With only one opportunity each year to get the entire network of operators together to understand the company’s vision, NEXT offers three educational formats. The Common Ground area is similar to a main stage or general-session environment, and Fleming said that it’s where the big talks from Chick-fil-A’s C-level executives and outside speakers occur. However, the program aims to avoid what Fleming calls the “sitting and getting” approach to education.
“When we designed the environment, we were striving to avoid having people sit for six hours in a big auditorium,” Fleming said. “We want them to have conversations about the future of the company.”
Those conversations begin in Labs, which are designed like breakout sessions and run an average of 45 minutes long, and they continue in Garages — the most non-corporate element at the corporate event. “We thought about the analogy where the garage is the room in your house where things aren’t perfect,” Fleming said. “It’s okay to get messy.”
There are two Garage sections — the Now Garage and the Future Garage. The environment is comparable to an exhibit area, with the distinction being that some offerings in the Future Garage are speculative and may never actually be produced. “The Now Garage includes anything that might arrive in the next 12 months, such as new uniforms or new menu items,” Fleming said. “But the Future Garage is where attendees know that there are ideas that may never come to fruition. The company wants feedback, and they want attendees to be part of the work in the garage.”
Attendee feedback has made it clear that the mix of personal inspiration and professional education at the event is a winning formula. Eighty percent of last year’s participants indicated that they will make a change in their businesses or their lives because of NEXT.
The 2019 edition of the event will focus on engagement, both internally and externally, a nod to the chain’s aim to get operators to connect with team members and guests on more than a transactional level. “It’s never just about the new nuggets coming to the menu,” Fleming said. “The event is very much balanced with Chick-fil-A’s aim to help the whole person.”
David McMillin is an associate editor at Convene.
Spreading Its Wings
As Chick-fil-A expands, the chain has added many operators outside of the Southeast, where it was founded.
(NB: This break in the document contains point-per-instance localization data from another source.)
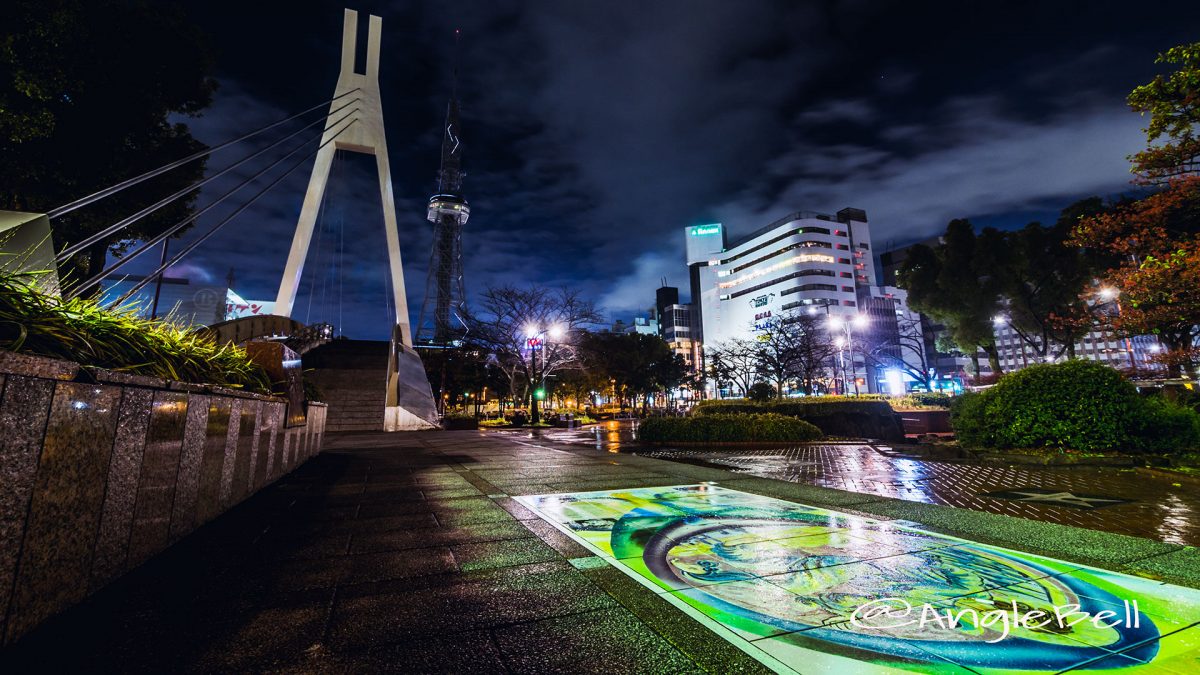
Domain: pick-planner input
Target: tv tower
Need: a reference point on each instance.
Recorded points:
(448, 211)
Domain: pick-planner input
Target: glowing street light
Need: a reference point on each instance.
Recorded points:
(858, 321)
(538, 339)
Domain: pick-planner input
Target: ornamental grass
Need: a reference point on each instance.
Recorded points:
(83, 332)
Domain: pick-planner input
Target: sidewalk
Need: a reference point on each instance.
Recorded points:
(407, 553)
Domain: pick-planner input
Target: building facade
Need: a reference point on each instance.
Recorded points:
(804, 263)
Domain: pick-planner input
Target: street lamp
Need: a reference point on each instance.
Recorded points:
(859, 322)
(537, 338)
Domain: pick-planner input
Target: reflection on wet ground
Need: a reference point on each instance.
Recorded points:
(612, 436)
(1111, 500)
(804, 589)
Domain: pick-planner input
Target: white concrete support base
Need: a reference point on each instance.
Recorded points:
(396, 418)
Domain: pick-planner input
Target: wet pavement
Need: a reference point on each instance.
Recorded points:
(1121, 501)
(1111, 500)
(469, 551)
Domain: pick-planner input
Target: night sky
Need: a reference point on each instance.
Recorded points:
(595, 131)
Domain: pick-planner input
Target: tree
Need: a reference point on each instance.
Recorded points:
(88, 89)
(737, 360)
(954, 285)
(796, 346)
(1156, 240)
(813, 348)
(508, 317)
(636, 364)
(1042, 279)
(761, 392)
(905, 351)
(1158, 274)
(775, 354)
(1173, 103)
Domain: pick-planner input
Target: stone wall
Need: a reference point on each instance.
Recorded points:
(100, 471)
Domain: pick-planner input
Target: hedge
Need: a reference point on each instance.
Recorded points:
(726, 429)
(859, 417)
(1077, 405)
(82, 330)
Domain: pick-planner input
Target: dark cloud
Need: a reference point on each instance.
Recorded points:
(594, 131)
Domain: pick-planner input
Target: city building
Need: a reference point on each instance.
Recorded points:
(804, 262)
(1098, 345)
(676, 324)
(1013, 351)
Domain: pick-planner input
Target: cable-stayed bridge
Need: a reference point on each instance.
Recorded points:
(352, 120)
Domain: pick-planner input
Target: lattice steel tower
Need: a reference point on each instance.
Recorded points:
(444, 292)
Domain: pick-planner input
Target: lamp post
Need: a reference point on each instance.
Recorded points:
(859, 321)
(1110, 296)
(537, 338)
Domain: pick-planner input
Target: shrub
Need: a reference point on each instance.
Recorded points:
(1167, 426)
(761, 392)
(727, 429)
(931, 399)
(83, 332)
(1080, 405)
(859, 417)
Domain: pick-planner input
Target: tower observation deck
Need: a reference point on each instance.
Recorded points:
(444, 291)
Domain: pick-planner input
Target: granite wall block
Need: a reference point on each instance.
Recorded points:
(231, 453)
(120, 495)
(24, 408)
(160, 470)
(66, 503)
(187, 484)
(265, 431)
(245, 449)
(216, 432)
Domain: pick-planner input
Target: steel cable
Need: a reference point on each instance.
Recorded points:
(130, 220)
(214, 230)
(130, 183)
(96, 279)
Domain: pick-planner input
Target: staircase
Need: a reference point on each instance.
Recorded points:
(352, 376)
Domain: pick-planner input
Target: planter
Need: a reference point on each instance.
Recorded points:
(925, 422)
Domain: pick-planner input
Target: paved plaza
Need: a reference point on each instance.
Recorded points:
(1114, 500)
(505, 553)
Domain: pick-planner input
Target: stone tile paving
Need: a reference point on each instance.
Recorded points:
(790, 585)
(377, 557)
(413, 553)
(1143, 505)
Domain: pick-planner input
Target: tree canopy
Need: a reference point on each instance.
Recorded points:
(89, 96)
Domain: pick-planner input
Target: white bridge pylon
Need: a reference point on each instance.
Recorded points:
(364, 133)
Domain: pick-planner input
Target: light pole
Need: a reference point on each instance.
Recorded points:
(859, 321)
(1110, 296)
(537, 338)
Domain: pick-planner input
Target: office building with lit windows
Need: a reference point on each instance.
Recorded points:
(811, 263)
(804, 261)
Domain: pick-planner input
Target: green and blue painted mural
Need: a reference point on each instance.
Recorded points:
(804, 589)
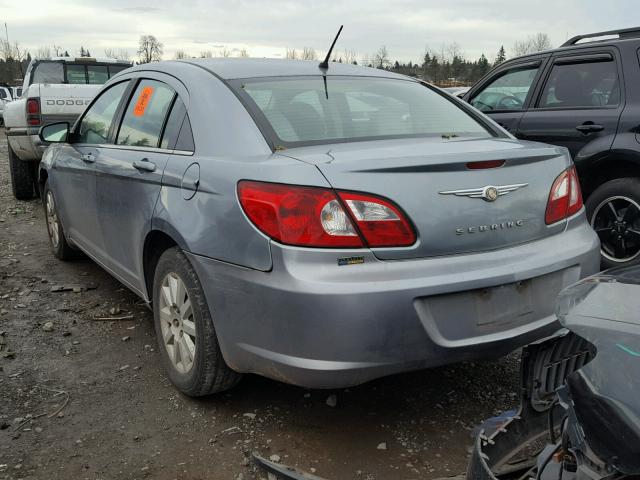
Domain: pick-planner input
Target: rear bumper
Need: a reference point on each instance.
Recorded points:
(26, 143)
(313, 323)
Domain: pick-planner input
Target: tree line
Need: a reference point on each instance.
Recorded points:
(447, 66)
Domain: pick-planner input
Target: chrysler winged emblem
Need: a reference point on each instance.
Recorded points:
(489, 193)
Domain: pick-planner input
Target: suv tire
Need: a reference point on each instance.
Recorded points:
(613, 210)
(184, 329)
(22, 178)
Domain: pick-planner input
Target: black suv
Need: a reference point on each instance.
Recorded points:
(585, 96)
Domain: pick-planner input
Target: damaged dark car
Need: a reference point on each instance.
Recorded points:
(579, 416)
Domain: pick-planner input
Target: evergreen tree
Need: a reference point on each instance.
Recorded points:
(501, 57)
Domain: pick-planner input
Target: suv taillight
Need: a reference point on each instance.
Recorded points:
(316, 217)
(565, 198)
(33, 112)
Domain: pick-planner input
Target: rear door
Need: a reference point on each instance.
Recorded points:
(505, 94)
(579, 103)
(74, 177)
(129, 175)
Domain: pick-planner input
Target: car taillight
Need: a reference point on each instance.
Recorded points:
(565, 198)
(33, 111)
(316, 217)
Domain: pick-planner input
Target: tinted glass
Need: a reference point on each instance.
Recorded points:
(97, 74)
(357, 108)
(185, 139)
(507, 92)
(48, 72)
(94, 127)
(145, 115)
(113, 69)
(174, 122)
(76, 74)
(581, 85)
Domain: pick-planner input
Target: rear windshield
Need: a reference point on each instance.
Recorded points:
(74, 73)
(301, 111)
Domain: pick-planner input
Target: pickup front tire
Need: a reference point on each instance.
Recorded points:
(22, 176)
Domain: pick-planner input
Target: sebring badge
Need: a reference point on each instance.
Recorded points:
(489, 193)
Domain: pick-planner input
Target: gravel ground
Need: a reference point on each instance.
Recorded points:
(87, 399)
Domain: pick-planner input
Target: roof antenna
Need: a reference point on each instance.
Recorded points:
(325, 63)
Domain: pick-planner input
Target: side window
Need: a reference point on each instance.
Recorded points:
(97, 74)
(592, 84)
(145, 115)
(507, 92)
(76, 74)
(94, 126)
(185, 139)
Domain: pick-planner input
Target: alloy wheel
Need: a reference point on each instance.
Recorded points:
(52, 220)
(616, 220)
(177, 323)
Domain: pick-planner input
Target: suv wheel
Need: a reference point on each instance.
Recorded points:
(59, 246)
(613, 210)
(22, 177)
(184, 329)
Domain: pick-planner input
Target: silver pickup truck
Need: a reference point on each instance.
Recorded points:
(54, 90)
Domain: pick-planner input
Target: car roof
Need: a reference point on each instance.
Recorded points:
(236, 68)
(599, 39)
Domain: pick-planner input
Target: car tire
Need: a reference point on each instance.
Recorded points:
(57, 239)
(184, 329)
(613, 210)
(22, 179)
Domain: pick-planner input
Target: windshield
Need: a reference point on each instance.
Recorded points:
(299, 111)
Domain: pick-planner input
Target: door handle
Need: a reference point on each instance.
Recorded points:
(588, 128)
(144, 165)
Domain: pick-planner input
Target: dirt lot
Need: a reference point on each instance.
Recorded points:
(119, 417)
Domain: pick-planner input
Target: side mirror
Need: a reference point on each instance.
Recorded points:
(54, 132)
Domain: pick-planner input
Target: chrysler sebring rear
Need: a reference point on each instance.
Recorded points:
(322, 227)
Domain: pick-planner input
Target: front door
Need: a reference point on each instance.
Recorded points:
(578, 107)
(128, 179)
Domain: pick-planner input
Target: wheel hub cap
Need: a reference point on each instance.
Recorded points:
(177, 323)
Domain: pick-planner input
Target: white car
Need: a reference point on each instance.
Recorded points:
(54, 90)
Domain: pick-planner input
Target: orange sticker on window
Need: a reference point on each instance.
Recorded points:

In 2019, the first non-U.S. location will open its doors in Toronto. As the Chick-fil-A network continues to grow, the company’s NEXT conference will need to adapt to meet a different set of needs, said Prophet’s Mike Fleming.
“The needs are more diverse now than they were just a few years ago. They have longer-tenured operators, and they have operators from areas where the brand is less established. They don’t all need the same lessons, so the content strategy will need to be more flexible.”